Is When You Reach Me science fiction? Fantasy? Magical realism? A coming of age story? Not so coincidentally, the same questions have been asked about A Wrinkle in Time. I was reshelving my own library by genre the other day and stood there for five minutes with L'Engle's book in my hand, trying to decide where it should go. I never really came up with a satisfactory answer. (Louis Sachar's Holes is a little like that, as well.)

There's something poetic about this book. Listen to sixth grader Miranda's voice, clear as the air on a mountaintop:

When we were too little for school, Sal and I went to day care together at a lady's apartment down the block. She had picked up some carpet samples at a store on Amsterdam Avenue and written the kids' names on the backs. After lunch, she'd pass out these carpet squares and we'd pick our spots on the living room floor for nap time. Sal and I always lined ours up to make a rectangle.
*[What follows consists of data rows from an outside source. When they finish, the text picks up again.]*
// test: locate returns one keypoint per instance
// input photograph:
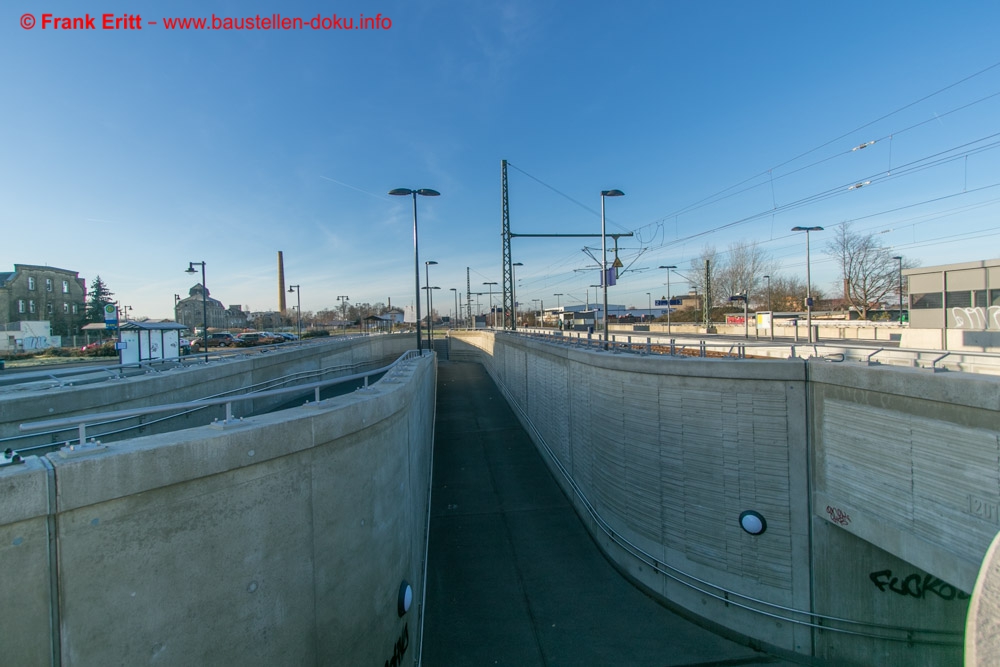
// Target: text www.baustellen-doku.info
(87, 21)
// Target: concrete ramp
(513, 576)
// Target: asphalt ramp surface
(513, 576)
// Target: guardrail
(833, 351)
(81, 422)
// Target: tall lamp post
(343, 299)
(493, 319)
(670, 297)
(604, 258)
(808, 278)
(424, 192)
(430, 316)
(204, 305)
(298, 297)
(900, 260)
(513, 296)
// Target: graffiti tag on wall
(916, 586)
(838, 516)
(977, 318)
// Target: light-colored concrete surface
(283, 540)
(661, 455)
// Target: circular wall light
(753, 522)
(405, 598)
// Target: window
(925, 301)
(961, 299)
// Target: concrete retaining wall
(281, 540)
(661, 455)
(191, 382)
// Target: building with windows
(961, 301)
(35, 293)
(189, 311)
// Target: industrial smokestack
(281, 283)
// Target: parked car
(248, 339)
(224, 339)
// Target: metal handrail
(81, 421)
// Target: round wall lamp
(753, 522)
(405, 598)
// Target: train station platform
(514, 577)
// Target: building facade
(33, 293)
(189, 311)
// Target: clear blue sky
(127, 154)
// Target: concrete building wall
(879, 487)
(282, 540)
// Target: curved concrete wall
(661, 455)
(191, 382)
(281, 540)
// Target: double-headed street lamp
(808, 278)
(430, 315)
(670, 298)
(297, 289)
(493, 319)
(899, 259)
(513, 295)
(604, 258)
(204, 305)
(424, 192)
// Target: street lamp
(513, 295)
(298, 297)
(430, 315)
(808, 278)
(424, 192)
(669, 296)
(900, 260)
(493, 318)
(204, 305)
(604, 258)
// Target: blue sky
(127, 154)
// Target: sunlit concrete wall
(191, 382)
(281, 540)
(661, 455)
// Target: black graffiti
(916, 586)
(399, 649)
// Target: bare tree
(697, 273)
(870, 273)
(787, 294)
(746, 263)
One time, when Sal had a fever and Louisa had called in sick to her job and kept him home, the day-care lady handed me my carpet square at nap time, and then, a second later, she gave me Sal's, too.

"I know how it is, baby," she said.

And then I lay on her floor not sleeping because Sal wasn't there to press his foot against mine.

So please, follow Miranda around and try to figure out why her best friend, Sal, is avoiding her. Check out the two-dollar bills, the V-cut, Alice's bathroom dance, and Julia's silver bracelet. Wonder for yourself why the homeless guy on the corner sleeps with his face under the mailbox, also whether Miranda's mom will win when she goes on Dick Clark's game show, The $20,000 Pyramid. It's 1978, sort of. And everything matters more than you think.

Note: Although When You Reach Me is listed on Amazon in one spot as being a YA book, it's listed elsewhere as being for ages 9-12. The publisher, Wendy Lamb (Random House), lists the book as suitable for readers ages 9-14. So I'll stick with my Newbery prediction rather than the Printz!